The technical core involves comparing unlearned models against retrained baselines—models trained from scratch without the data to forget. Across multiple datasets and architectures, unlearned models show consistent patterns: forget-set representations partially align with retraining outputs, retain-set representations diverge more significantly, and residual information concentrates along specific directions rather than distributing randomly. This structured mismatch indicates the models haven't truly forgotten but rather learned to obscure information through output manipulation.

For the AI industry, this creates significant implications. Organizations relying on unlearning for GDPR compliance or copyright remediation may have false confidence in their methods' effectiveness. Security researchers could potentially recover forgotten information by analyzing representation space, creating liability risks. The findings also highlight why recent unlearning papers may overstate their contributions when judged solely by output metrics.
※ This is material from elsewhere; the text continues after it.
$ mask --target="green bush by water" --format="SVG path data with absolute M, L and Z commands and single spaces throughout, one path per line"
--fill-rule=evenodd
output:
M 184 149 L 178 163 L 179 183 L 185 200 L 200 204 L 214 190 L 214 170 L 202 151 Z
Moving forward, the field must adopt stronger evaluation standards using retraining-consistent metrics that examine representation-level forgetting. This shift will likely slow near-term claims of breakthrough unlearning methods but establish more reliable foundations for privacy-preserving AI systems. Researchers should implement dual evaluation frameworks combining output and representational assessments.

Key Takeaways

→Standard output-level unlearning metrics systematically overestimate forgetting effectiveness by missing structured residuals in representation space.
→Retrained models serve as the operational ground truth, revealing that current unlearning methods exhibit forget/retain asymmetry and concentrated residual information.
→Machine unlearning evaluated only at output layer may leave sensitive information recoverable through representation space analysis.
→Current evaluation practices certify apparent forgetting rather than retraining-consistent forgetting, creating false confidence in privacy-preserving methods.
→The AI research community needs stronger dual-framework evaluation standards examining both output and representational-level consistency.